Evangelism looks different depending on who you ask. But Christians probably agree that, in principle, evangelism should involve both words and actions that glorify God and point to the Gospel. And sometimes, no matter what you do, it doesn’t seem effective. Connie Kendall definitely experiences that feeling in this episode. After recently becoming a Christian, she is ready to obey the Great Commission and tell people about Jesus. But when she and her friend Robert hand out pamphlets in the park, they have little success. Does that mean Gospel Tracts don’t work? This episode sends a mixed message about that. On the one hand almost everyone refuses the tracts, but on the other hand Whit tells Connie that handing out this kind of information to people is a good witness. His only suggestion at this point is for her to be more polite to people. That’s an interesting piece of advice, but it isn’t too profound, is it? It’s pretty basic stuff. Whit could have suggested that Connie perform acts of service to help her community instead of being a nuisance to her neighbors, but that would have been rude for Whit to say. And you can’t have two people who work in customer service acting rudely. And come to think of it, maybe that was Connie’s problem. She was treating people like customers and so they ignored what she was selling. Needless to say, this was a boring scene and Whit’s commentary didn’t add much of anything.

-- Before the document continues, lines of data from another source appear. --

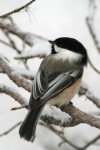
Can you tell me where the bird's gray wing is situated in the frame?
[29,70,48,109]
[38,70,83,106]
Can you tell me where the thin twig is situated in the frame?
[61,104,100,129]
[0,39,21,53]
[88,57,100,74]
[0,0,35,18]
[0,121,22,137]
[0,84,27,106]
[81,134,100,150]
[86,17,100,53]
[0,57,32,92]
[11,105,28,111]
[39,122,80,150]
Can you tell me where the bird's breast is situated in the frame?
[48,77,82,107]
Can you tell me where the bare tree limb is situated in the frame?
[0,57,32,92]
[0,84,27,106]
[0,39,21,53]
[61,104,100,129]
[0,21,33,46]
[81,135,100,150]
[39,122,80,150]
[0,0,35,18]
[88,57,100,74]
[0,121,21,137]
[14,54,46,60]
[0,21,48,46]
[86,0,100,53]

At least the episode gets more interesting from there because then it enters the wonderful territory of legal ambiguity. Leaving pamphlets on park benches or stuffing them into books at the store are definitely questionable practices. What did Robert and Connie think would happen when they did that? When they inevitably make the bookstore owner mad and he kicks them out, Robert cries persecution and compares the experience to the Christians being eaten by lions in the coliseum. What a coincidence when I was just talking about playing the victim for my previous review and now the topic shows up again. It’s totally inappropriate to see this as persecution and even more so to compare it to martyrdom. If you didn’t like the character of Robert already, this is the moment where he becomes impossible to root for. At this point I’m sure many in the audience were hoping Connie would escape his clutches and find a new friend to witness with. But no, Connie stoops even lower when she covers her mom’s car with Christian bumper stickers. Not only does the car not belong to Connie, but her mom isn’t even a Christian. This is definitely a lapse in Connie’s judgment and it’s hard to imagine her character being so insensitive.

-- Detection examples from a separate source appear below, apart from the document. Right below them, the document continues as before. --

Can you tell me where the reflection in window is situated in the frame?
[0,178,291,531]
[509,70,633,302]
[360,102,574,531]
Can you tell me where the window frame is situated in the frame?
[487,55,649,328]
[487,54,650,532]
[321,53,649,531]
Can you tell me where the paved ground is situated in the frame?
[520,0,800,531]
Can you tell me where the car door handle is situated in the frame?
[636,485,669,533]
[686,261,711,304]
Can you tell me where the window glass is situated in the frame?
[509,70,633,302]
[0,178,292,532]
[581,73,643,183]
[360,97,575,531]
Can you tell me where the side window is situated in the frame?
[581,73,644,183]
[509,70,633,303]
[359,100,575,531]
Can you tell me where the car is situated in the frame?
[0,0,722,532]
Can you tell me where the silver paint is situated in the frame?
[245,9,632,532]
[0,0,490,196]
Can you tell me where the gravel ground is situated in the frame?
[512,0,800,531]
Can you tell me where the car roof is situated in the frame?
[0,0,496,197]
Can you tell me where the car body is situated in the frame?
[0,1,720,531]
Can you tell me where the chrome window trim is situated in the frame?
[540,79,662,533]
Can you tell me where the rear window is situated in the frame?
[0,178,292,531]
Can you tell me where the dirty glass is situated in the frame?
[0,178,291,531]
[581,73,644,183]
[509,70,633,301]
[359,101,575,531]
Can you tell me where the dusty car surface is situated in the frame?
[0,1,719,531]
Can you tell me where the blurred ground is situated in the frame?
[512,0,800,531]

I actually liked the part where Connie witnessed to her classmates at school. First of all, Robert wasn’t in that scene, so it’s automatically a highlight of the episode. And sure, it was humiliating for Connie when everyone laughed at her, but it showed for the first time that Connie really does care about her fellow students enough to put herself in that vulnerable position. It was difficult but she found the words to talk about Jesus and the salvation He offers. Handing out pamphlets to total strangers is one thing, but it seems to me that it takes more courage to share the Gospel with people you know and see almost every day. And if nothing else, maybe this scene will help prepare younger listeners for high school. It’s a place where kids often tease each other to the point of bullying, but it isn’t a place to be afraid of. It can be an opportunity to meet new people from different upbringings and share your testimony. The only thing cringe worthy about this scene was the 1980’s-style vernacular that the high school kids were using. This unfortunately dates the show but at least we can be thankful that AIO is a radio show and not a TV show, otherwise we’d have to deal with their hair and clothing styles as well.

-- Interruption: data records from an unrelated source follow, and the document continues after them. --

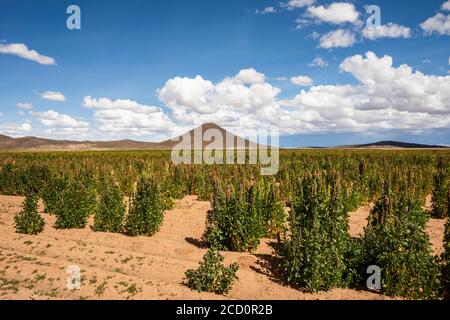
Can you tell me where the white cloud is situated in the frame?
[319,29,356,49]
[291,76,314,87]
[340,52,450,114]
[234,68,266,84]
[308,57,328,68]
[441,0,450,11]
[16,102,33,111]
[280,52,450,132]
[0,43,56,65]
[307,2,360,24]
[0,122,33,137]
[255,7,277,14]
[30,110,89,131]
[362,23,411,40]
[158,71,283,129]
[420,13,450,35]
[283,0,316,10]
[83,96,174,136]
[39,91,66,102]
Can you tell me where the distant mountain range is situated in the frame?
[0,123,257,151]
[0,123,448,151]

When you consider Connie’s faith journey, her eventual conversion to Christianity is understandable because we are able to see the steps she took during her time in Odyssey and at Whit’s End to come to that decision. When Connie finally did accept Christ, it was a joyful and meaningful moment. But with Cheryl McCormick it’s different. This is Cheryl’s very first episode, so it’s not nearly as meaningful to the audience to hear her become a Christian since we don’t even know her. To be honest it seems like a cheap move to throw her in at the end of the album to prove a point instead of developing her into a proper character first. And it’s not like this album wasn’t planned out in advance. It was designed to teach the fundamentals of Christianity. This episode would have worked better if Cheryl had appeared alongside Connie in previous shows on this album. Overall, I think this episode took a balanced approach to evangelism, acknowledging the importance of displaying Christ’s love both through what you say and how you act. But as a conclusion to the album, there should have been a greater effort to polish it up. It ranged from boring parts to the aggravating parts with the character Robert. This episode gets 3 out of 5 stars.